"Now we have decided ourselves how we will move ... we should come to some kind of (international) agreement, in my opinion, in 2009," he told reporters at a business summit. European Union leaders committed last week to a target of reducing EU greenhouse gas emissions by 20 percent by 2020 and offered to go to 30 percent if major nations such as the United States, Russia, China and India follow suit.
Making a deal in 2009 would give time for ratification the following year and for such a new emissions scheme to enter force in 2012, Piebalgs said.
It would also be after US President George W. Bush, who refused to ratify the Kyoto Protocol on climate change after he took office in 2001, leaves the White House.
Environmental group WWF expects more countries to join the EU's emissions-cutting plan.

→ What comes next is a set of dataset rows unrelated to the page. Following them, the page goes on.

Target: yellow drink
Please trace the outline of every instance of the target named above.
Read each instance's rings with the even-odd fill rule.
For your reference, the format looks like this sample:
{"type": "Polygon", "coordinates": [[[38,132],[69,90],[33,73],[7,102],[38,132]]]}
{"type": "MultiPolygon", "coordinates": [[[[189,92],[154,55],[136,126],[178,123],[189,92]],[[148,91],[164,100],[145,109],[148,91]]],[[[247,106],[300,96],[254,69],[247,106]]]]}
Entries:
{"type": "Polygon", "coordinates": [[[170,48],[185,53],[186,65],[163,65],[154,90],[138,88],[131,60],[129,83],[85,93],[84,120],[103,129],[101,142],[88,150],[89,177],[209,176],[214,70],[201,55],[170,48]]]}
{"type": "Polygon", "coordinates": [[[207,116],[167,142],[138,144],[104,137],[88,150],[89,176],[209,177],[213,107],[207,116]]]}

"I am sure other countries will follow suit," senior WWF official Stephan Singer told the summit, with Norway, Japan and Switzerland likely examples.
The United States would also step up efforts to cut emissions once a new president was in place, Singer added.
Piebalgs reiterated that nuclear energy policy was a matter for national governments to decide.
Nuclear energy helps to combat climate change, offers security of supply and would act as a bridge until more renewable energy was on tap, said Utz Claassen, chief executive of German utility EnBW.
Germany has plans to phase out nuclear energy by the early 2020s, a step that would "ignore the fact that a premature exit from existing power plans would add 150 million tonnes a year of CO2", Claassen said.
Piebalgs, who received a mandate from EU leaders to draw up new binding rules on renewable energy targets, said he expected a "green light" from the European Parliament soon to draft binding measures.
Earlier this week in the EU assembly the Green Party said it was sceptical about how targets on renewables would be enforced.
Piebalgs said the measures would be in the form of a directive enforceable in the usual way, with legal action possible against those who fail to comply.
EU states and parliament would have the final say on the draft measures.